Testimony about these exhibits seems to confuse what they plainly represent. For instance, Sherrie Hutchinson, the personnel manager at Imperial Fire Hose, testified that the exhibits represented “1998 and 1999’s year-to-date earnings, which include hours and overtime hours worked.” When asked about the exhibit dealing with the present floater, Ms. DeMarco, Ms. Hutchinson testified that it represented “the hours available for a floater to work from that period of time 1998 through the end of August 1999.” Finally, later on in Ms. Hutchinson’s testimony, the following exchange in regard to the same two exhibits took place:

Q. These would be, in essence, a comparison of the overtime hours, if we follow the two columns for both of these people, we can compare the overtime hours Ms. Derosier worked with the overtime hours Ms. Demarco worked; is that right?
A. [Hutchinson]: Correct.

At the very least, it is confusing as to what exactly the records represent.

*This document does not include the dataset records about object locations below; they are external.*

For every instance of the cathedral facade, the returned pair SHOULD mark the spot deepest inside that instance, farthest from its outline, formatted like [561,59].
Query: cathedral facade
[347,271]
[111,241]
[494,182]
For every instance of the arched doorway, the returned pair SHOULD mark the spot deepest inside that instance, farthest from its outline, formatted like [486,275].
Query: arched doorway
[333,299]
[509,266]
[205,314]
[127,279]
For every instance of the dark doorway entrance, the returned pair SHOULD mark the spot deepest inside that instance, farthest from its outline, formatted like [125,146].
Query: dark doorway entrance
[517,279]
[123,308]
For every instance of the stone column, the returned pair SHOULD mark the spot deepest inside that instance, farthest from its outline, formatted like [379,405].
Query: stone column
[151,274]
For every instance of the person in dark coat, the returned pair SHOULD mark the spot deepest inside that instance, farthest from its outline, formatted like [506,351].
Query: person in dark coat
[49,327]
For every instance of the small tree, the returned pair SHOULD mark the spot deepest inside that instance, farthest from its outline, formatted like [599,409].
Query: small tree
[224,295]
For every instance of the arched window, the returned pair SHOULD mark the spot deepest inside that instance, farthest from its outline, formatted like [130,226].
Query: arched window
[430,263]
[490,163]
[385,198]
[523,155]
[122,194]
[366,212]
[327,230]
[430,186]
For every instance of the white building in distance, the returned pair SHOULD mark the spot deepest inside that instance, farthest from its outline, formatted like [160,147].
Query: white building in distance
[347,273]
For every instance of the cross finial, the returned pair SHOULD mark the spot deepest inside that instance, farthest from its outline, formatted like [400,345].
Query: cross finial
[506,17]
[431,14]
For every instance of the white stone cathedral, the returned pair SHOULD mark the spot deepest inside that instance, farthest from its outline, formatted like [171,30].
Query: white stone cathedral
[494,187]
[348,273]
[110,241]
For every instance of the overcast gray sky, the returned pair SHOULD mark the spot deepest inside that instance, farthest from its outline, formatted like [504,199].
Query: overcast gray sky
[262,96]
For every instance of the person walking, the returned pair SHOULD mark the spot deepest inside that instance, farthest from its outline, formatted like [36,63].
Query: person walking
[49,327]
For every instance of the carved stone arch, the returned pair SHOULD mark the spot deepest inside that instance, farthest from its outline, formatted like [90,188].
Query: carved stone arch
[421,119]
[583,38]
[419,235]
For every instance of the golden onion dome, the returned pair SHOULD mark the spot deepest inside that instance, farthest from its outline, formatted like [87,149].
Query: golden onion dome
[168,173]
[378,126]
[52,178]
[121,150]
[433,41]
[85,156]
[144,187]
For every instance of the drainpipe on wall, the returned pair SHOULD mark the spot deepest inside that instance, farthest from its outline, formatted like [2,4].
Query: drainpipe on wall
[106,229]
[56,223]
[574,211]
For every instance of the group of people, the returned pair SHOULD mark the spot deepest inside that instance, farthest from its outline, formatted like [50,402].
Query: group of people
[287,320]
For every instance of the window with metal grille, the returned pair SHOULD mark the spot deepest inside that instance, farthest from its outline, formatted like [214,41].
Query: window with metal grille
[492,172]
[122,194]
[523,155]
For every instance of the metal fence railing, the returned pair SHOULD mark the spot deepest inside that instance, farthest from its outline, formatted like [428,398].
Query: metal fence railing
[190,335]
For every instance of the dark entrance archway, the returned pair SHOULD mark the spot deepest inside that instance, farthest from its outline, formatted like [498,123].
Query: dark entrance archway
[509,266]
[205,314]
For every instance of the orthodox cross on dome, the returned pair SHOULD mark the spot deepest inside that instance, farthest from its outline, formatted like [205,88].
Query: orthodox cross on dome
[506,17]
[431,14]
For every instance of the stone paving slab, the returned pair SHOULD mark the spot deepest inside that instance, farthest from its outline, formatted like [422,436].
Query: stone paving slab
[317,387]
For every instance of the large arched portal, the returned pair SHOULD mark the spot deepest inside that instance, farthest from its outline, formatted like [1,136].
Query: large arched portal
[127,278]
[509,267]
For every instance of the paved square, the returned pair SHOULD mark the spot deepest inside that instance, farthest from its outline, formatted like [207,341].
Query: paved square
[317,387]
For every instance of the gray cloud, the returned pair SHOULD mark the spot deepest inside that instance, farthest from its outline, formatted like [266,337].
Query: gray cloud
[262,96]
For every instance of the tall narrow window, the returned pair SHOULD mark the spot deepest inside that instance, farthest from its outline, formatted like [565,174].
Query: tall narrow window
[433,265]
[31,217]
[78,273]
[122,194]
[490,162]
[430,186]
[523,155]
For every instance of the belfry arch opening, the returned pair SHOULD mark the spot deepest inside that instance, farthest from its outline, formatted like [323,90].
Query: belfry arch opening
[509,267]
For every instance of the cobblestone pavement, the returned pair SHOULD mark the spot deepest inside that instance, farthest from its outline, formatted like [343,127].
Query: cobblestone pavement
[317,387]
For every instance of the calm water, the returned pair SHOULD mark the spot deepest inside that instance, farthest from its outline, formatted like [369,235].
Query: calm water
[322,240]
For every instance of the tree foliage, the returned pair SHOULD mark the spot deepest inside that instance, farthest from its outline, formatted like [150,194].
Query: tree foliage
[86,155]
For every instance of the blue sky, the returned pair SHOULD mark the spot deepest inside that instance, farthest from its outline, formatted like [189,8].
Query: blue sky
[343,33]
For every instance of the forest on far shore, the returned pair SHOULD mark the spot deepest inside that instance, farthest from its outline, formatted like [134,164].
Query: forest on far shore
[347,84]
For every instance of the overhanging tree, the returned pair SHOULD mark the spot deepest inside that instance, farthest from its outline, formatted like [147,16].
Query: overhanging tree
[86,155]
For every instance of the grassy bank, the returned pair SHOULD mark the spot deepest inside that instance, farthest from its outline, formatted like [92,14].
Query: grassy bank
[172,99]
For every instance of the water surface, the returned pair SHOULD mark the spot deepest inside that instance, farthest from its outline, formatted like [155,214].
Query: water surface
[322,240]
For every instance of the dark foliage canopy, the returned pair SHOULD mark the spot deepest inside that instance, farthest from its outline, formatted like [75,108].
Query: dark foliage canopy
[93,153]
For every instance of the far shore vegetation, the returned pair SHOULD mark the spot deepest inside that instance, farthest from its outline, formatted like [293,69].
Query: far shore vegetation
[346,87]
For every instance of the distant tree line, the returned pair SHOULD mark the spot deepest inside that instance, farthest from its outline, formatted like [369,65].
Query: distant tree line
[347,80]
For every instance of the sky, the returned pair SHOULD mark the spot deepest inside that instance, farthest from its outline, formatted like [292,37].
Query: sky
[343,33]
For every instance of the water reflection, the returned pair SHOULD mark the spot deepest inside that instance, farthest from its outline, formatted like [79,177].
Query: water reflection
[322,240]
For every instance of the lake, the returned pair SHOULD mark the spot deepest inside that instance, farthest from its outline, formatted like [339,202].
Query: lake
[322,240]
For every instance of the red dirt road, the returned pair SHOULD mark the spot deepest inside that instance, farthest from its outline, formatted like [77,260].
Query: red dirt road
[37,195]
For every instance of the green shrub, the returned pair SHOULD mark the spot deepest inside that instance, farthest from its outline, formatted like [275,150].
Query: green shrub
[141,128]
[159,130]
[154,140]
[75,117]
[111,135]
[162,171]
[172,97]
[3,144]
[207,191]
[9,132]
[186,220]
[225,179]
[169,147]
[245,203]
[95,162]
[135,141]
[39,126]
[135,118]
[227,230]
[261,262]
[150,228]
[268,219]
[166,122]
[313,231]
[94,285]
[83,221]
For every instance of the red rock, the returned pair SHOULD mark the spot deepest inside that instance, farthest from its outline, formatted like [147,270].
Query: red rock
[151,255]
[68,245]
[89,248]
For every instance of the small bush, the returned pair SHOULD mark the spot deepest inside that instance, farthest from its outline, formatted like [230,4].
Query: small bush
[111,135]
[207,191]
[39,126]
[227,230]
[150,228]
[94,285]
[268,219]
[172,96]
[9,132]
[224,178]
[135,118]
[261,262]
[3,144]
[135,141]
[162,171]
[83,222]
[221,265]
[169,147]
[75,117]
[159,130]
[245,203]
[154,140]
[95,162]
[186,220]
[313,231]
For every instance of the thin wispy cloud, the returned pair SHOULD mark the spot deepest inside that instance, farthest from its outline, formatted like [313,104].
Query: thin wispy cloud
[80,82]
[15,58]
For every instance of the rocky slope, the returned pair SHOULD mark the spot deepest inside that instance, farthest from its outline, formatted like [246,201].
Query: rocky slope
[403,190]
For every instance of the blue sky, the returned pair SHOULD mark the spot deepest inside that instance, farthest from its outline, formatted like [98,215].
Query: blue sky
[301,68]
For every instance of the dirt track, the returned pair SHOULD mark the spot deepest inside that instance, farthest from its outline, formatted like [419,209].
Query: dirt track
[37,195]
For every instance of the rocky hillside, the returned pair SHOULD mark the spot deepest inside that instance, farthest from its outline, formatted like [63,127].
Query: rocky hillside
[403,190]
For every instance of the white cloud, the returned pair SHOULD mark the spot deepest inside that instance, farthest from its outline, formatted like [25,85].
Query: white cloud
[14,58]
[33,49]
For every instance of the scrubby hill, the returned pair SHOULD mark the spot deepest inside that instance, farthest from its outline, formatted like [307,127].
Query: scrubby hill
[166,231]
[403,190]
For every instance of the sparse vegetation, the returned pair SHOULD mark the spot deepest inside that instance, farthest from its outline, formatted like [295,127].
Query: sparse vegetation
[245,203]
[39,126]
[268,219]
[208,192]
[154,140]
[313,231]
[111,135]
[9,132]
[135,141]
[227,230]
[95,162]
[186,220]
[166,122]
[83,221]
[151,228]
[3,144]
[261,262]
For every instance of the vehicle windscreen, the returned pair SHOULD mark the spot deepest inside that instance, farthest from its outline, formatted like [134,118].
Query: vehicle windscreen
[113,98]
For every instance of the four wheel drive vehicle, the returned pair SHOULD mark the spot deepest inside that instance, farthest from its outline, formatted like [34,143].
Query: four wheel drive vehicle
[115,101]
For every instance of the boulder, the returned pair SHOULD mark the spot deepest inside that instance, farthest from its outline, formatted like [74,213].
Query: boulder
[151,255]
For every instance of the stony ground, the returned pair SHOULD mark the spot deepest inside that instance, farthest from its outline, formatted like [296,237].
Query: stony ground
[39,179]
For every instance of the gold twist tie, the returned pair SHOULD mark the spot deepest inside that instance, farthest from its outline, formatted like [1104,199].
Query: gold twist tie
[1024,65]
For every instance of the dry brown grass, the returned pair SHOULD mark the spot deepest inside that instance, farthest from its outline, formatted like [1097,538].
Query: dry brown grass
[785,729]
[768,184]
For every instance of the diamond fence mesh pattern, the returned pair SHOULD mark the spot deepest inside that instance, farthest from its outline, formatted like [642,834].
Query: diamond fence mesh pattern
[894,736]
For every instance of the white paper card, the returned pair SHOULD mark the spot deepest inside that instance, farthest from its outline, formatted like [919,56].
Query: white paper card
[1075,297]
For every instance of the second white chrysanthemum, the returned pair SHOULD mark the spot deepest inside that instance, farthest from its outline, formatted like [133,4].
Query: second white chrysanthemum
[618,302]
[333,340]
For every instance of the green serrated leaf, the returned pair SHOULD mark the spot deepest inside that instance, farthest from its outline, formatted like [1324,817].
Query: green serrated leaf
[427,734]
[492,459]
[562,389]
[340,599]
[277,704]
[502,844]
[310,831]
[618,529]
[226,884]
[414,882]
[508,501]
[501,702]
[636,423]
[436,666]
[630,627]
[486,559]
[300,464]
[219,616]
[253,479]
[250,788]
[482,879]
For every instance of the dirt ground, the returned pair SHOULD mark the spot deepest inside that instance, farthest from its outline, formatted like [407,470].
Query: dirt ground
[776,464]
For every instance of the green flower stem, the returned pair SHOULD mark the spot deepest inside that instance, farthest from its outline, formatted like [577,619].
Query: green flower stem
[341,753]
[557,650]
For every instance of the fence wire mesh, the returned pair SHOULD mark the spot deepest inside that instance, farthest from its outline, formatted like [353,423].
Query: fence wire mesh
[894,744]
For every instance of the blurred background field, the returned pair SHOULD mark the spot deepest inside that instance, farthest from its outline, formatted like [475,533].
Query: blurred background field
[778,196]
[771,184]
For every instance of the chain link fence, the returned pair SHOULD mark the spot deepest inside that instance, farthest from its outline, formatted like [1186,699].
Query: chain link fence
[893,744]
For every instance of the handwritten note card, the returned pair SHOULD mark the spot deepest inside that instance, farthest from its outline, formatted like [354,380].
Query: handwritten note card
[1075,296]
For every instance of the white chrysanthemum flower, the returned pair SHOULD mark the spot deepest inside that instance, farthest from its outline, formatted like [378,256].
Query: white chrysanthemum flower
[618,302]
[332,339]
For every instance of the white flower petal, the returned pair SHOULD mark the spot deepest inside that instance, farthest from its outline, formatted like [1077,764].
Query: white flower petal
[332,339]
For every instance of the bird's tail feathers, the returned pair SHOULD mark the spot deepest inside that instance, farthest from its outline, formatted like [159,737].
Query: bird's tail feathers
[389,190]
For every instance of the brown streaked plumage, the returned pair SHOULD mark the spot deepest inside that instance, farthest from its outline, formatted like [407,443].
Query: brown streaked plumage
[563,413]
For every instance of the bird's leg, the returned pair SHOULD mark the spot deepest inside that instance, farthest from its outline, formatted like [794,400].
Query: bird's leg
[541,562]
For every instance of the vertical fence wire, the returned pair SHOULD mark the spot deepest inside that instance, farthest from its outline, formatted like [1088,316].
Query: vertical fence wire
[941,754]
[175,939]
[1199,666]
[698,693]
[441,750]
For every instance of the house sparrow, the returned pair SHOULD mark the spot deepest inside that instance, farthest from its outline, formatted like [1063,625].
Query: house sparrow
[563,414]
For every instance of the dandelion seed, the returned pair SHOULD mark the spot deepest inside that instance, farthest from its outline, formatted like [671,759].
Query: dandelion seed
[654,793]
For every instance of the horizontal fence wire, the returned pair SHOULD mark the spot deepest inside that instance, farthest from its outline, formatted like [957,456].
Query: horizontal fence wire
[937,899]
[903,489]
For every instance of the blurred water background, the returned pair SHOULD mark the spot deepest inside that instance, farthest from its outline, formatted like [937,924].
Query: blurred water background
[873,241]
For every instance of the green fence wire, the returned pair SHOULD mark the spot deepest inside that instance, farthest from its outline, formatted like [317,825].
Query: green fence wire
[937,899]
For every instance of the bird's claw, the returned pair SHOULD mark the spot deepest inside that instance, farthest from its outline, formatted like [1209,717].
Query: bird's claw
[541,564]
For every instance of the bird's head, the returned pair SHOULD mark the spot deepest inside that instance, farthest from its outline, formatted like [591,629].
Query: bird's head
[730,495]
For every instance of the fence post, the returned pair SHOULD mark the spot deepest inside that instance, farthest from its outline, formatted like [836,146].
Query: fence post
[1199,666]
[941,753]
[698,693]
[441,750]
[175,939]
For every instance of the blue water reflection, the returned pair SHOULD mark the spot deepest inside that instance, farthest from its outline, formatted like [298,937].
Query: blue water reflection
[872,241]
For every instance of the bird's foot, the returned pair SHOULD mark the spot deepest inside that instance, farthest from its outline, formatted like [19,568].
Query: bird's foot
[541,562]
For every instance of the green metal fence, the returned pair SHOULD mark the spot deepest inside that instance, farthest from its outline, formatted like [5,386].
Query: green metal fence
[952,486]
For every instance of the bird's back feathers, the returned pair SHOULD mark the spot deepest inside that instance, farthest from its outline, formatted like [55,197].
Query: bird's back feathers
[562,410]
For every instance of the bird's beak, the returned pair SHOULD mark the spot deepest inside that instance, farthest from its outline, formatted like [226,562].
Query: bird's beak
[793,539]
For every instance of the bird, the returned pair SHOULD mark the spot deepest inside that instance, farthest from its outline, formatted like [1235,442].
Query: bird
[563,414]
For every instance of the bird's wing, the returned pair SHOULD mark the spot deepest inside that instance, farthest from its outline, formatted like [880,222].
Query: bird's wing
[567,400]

We do note that there is evidence in the record that Ms. Derosier has been allowed fewer overtime opportunities as a lab technician than as a floater:

Q. . . . And in the lab technician, have you been allowed to work as much overtime work as you had been offered before when you were a floater?
A. No, sir.

There is also evidence that, due to her injury, Ms. Derosier did not work every overtime hour available to her, even though her doctor never said she could not work the overtime. As said above, we hold that based on the facts of this case the proper comparison to arrive at Ms. Derosier’s earning capacity is between the hours of overtime available to the present floater and the overtime available to plaintiff *604in her present job as lab technician. The record does not provide such a comparison. Therefore we reverse the decision and remand for further findings consistent with this opinion.

Reversed and remanded.

Judge CAMPBELL concurs.

Judge GREENE dissents.

GREENE, Judge,


In remanding this case to the Full Commission, the majority accepts defendants’ position that plaintiff’s post-injury overtime hours decreased due to an economic downturn experienced by the company. The majority therefore orders the Full Commission to compare the number of overtime hours available to the present floater, Ms. DeMarco, and those available to plaintiff in her post-injury job as a lab technician in order to determine whether plaintiff suffered a loss in earning capacity. Because I believe this analysis to be an issue that is only reached upon a finding by the Full Commission that defendants have met their burden under Harris v. North Am. Prods., 125 N.C. App. 349, 481 S.E.2d 321 (1997), a finding the Full Commission did not make, I dissent.1

In Harris, this Court held that while an injured employee’s post-injury wages create “a presumption of post-injury earning capacity, the presumption may be rebutted by either party upon a showing that such wages are an unreliable basis for determining the employee’s actual earning capacity.” Id. at 355, 481 S.E.2d at 325. In this case, defendants offered evidence that an economic downturn, resulting in an overall decrease in overtime, caused plaintiff’s post-injury earnings to be reduced. The deputy commissioner found “competent evidence in the record . . . that [plaintiff’s] decrease in earnings following her admittedly compensable injury by accident was due to her having to work in the defendant-employer’s Quality .Control Department which afforded her fewer opportunities to work overtime and thus decreased her earning capacity.” On appeal to the Full Commission, Defendants assigned as error that this finding was “not supported by the competent evidence of [rjecord in that the *605[d]eputy [c]ommissioner failed to take into account the economic downturn, faced by the [d]efendant[-employer] and the effect of the economic downturn on [plaintiffs] ability to work overtime.” The Full Commission, however, implicitly rejected defendants’ argument by adopting the deputy commissioner’s finding almost verbatim. As plaintiff has met her burden of proving a decrease in her earning capacity and defendants have failed to meet their burden of showing plaintiff’s evidence to be unreliable, see id., I would affirm the Full Commission’s opinion and award.